We've received a number of questions from members who have bought some of our recent suggestions such as JAZZ, INVN, ALXN, and SIMO. The concern is that now that they have profits, should they sell since the market has been trendless for about a year, and profits made quickly evaporate by holding onto the position.
The answer is that the few big gains made should offset the small losses, provided one sticks to their sell stops which should not exceed sound risk tolerance levels. While trendless markets can create drawdowns, it is important not to lose sight of the big goal, which is to capture big gains on just a handful of positions. In a year such as 2011, such big gains were very few and far between. Big gains achieved in trending names such as MCP, GLD, SLV, DGP, and AGQ more than made up for all the small losses in 2011.
So should you prematurely sell names to capture profits in an uncertain, trendless market? The answer is that this can create the bad habit of selling prematurely and missing out on the big gain. In addition, who is to say the market won't start trending now. New trends, either up or down, often begin when least expected. Think March 2009, September 2010, the flash crash of May 2010, or the downslide in August 2011. Also, in terms of uptrends, if even one of these names continued higher allowing one to pyramid or capture a sizeable gain, that should still result in net profits even if the other names had to be sold at breakeven or small losses.

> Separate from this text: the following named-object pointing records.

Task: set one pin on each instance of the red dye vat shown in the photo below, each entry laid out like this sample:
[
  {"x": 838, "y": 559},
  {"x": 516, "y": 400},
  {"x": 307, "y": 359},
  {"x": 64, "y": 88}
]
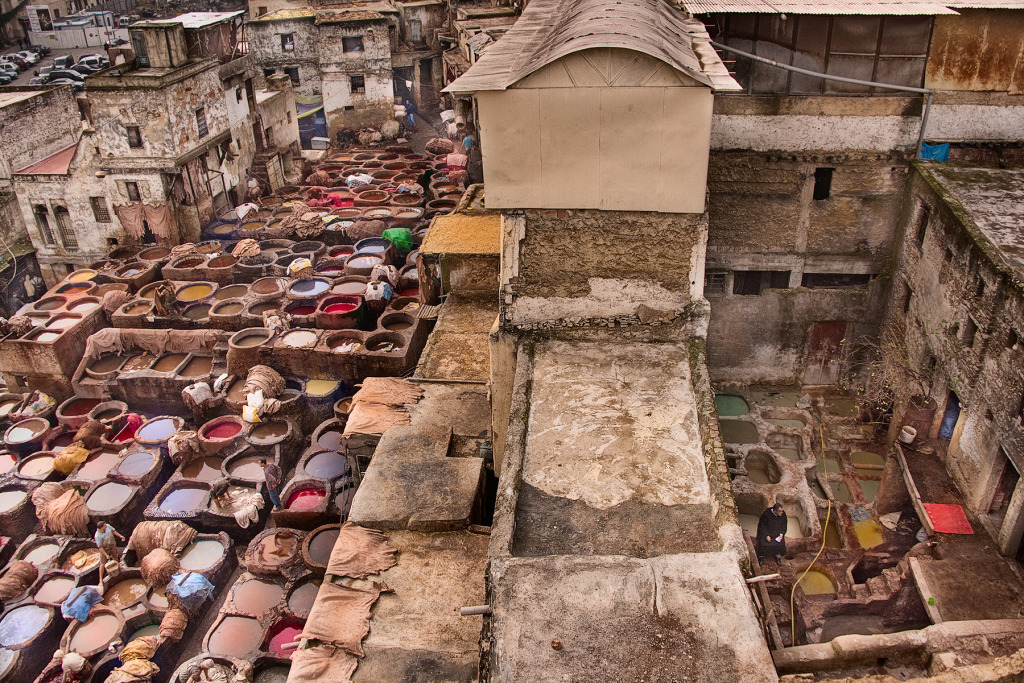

Take QCOR for example. It had a buyable gap up which then quickly turned into a loss the very next day. As we have suggested, it is prudent to set your stops just below the low of the gap up day, typically 1-2% under the low to allow for porosity or a temporary market pullback. Also, if the gap up occurred after the stock came straight up from lows, it may still be a legitimate buyable gap up, but a pullback of some percent (contextual to its chart pattern) should be allowed before the stock makes its way higher.
In terms of handling positions in one's portfolio, the handling of positions is always contextual thus subject to many subtle nuances of the stocks themselves as well as the general markets. Such subtleties can alter positioning and exposure on a real-time basis, thus what I or Gil expect to do today, may change tomorrow. In other words, there is no black and white answer, but that is what keeps investing fun and dynamic.
As an aside, the homebuilders group has shot up from 148th to 57th place out of 202 groups over the last 5 weeks. More than half the names in this group are now sporting relative strengths above 90. LEN had a surprisingly robust quarter, and the view is held that homebuilders have put in a significant bottom. With interest rates kept at record lows for potentially the next 2-3 years, this could provide an opportunity for home buyers to lock in historically low rates on their home purchases, thus could spur the building of homes to meet increasing demand. But the economy is still relatively stagnant, and many cross currents abound, so speculating on where the group could go means little while focusing on price/volume action in the present is far more important. Should we see opportunity in individual names in this group at precise buy points, we will send out emails in real-time as we do.